Nature’s Crayons

By Anita Sanchez

There’s a chemical that is found in every green plant--every tree, grass blade, bush, cactus, moss, rosebush, whatever. It’s called chlorophyll, a green pigment that absorbs just the right wavelength of sunlight to jumpstart the complex chemical process, photosynthesis, whereby plants make food. Chlorophyll enables plants to transform air, sunlight, and water into sugars that nourish the plant and anything that eats it. Chlorophyll is, really, the basis of life on this planet.

Chlorophyll is also the stuff that puts grass stains on the knees of your pants. It’s a pigment, remember, which is basically paint. It’s the reason plants all over the world are green and not pink or blue. And it occurred to me one day, as I was fruitlessly trying to scrub the indelible stains from my favorite jeans—could this remarkably persistent green coloring somehow be used as an art material?

So I try it. A handful of clover and dandelion leaves, rubbed firmly on white paper, leave a startlingly bright green stripe. Nature’s crayon. Hmmm. This is sort of fun. I experiment with other wild pigments. Yellow dandelion flowers give a sunny yellow stripe. Raspberries yield psychedelic purple. Wild grapes provide a rich plum color. Blueberries are disappointing: just beige goop. I haven’t experimented with apples yet.

Why, you may ask, is this entertaining but trivial idea so important, worthy of a newsletter article? Because, for children these days, nature is something you Just Don’t Touch. During field trips, when I ask students what they think the most important rule of the Arboretum is, they one and all chorus, “Don’t touch anything!!!” Think about it—wasn’t that the rule on every field trip you ever went on? “You see with your eyes, boys and girls.

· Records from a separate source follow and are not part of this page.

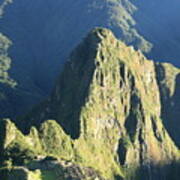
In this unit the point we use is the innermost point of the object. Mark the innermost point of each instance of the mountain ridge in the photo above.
(108, 113)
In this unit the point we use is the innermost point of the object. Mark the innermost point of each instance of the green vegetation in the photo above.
(110, 93)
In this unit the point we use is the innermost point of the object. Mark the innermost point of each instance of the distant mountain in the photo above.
(14, 100)
(43, 34)
(107, 114)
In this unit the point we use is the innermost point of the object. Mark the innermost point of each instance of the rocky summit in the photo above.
(111, 116)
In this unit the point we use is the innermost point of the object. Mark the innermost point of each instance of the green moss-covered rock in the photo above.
(107, 112)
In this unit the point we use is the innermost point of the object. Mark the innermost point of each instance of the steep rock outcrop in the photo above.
(108, 100)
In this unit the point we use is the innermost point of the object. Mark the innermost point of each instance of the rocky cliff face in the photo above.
(42, 40)
(109, 114)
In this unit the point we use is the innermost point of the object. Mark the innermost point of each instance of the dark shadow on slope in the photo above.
(170, 106)
(170, 171)
(71, 92)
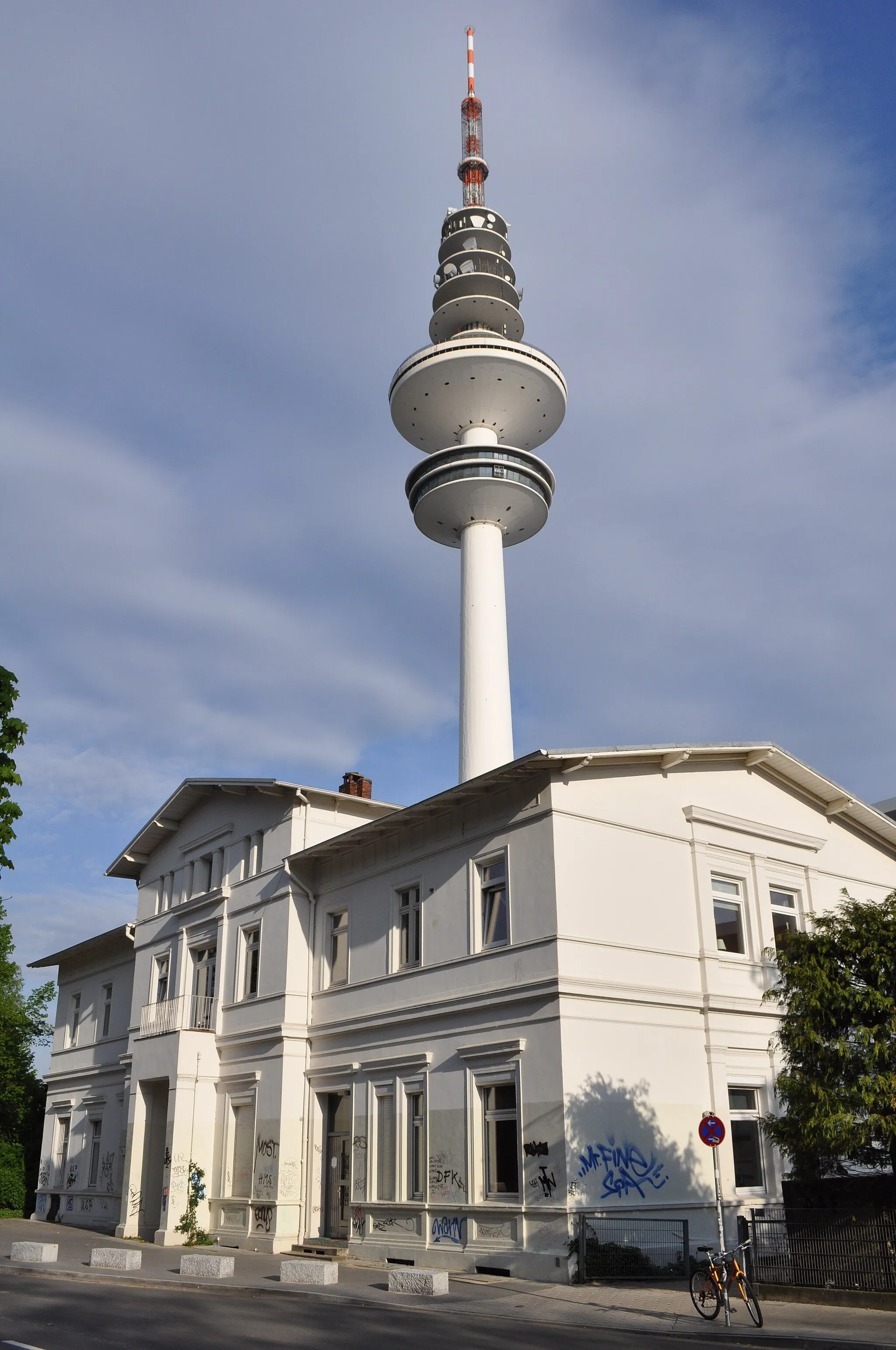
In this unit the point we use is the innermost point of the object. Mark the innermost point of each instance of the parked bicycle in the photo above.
(707, 1287)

Please don’t touch!”

But kids need to touch the real world. They need to pick grass blades, and fool around with dandelions, and count the petals on daisies to discover if “he loves me or he loves me not.” They need to get their fingers stained with wild grapes and raspberries and get wet and muddy and grass-stained. But it’s getting harder to persuade kids to do these things. Fear of germs, ticks, rabies, germs, strangers, germs . . . . Kids don’t mess around much with nature any more. But there’s something about crayons that no kid can resist.

So, parents, grandparents, aunts and uncles: this summer, give it a try. On some rainy day or during a dull picnic, get a big sheet of paper. Grab some clover and dandelion leaves and paint that chlorophyll all over the place. Pick some dandelions and paint bold yellow suns. Experiment with some other colors, too—purple lilacs, red tulip petals, orange day lilies. There’s a whole Crayola box out there along the trails and in the gardens.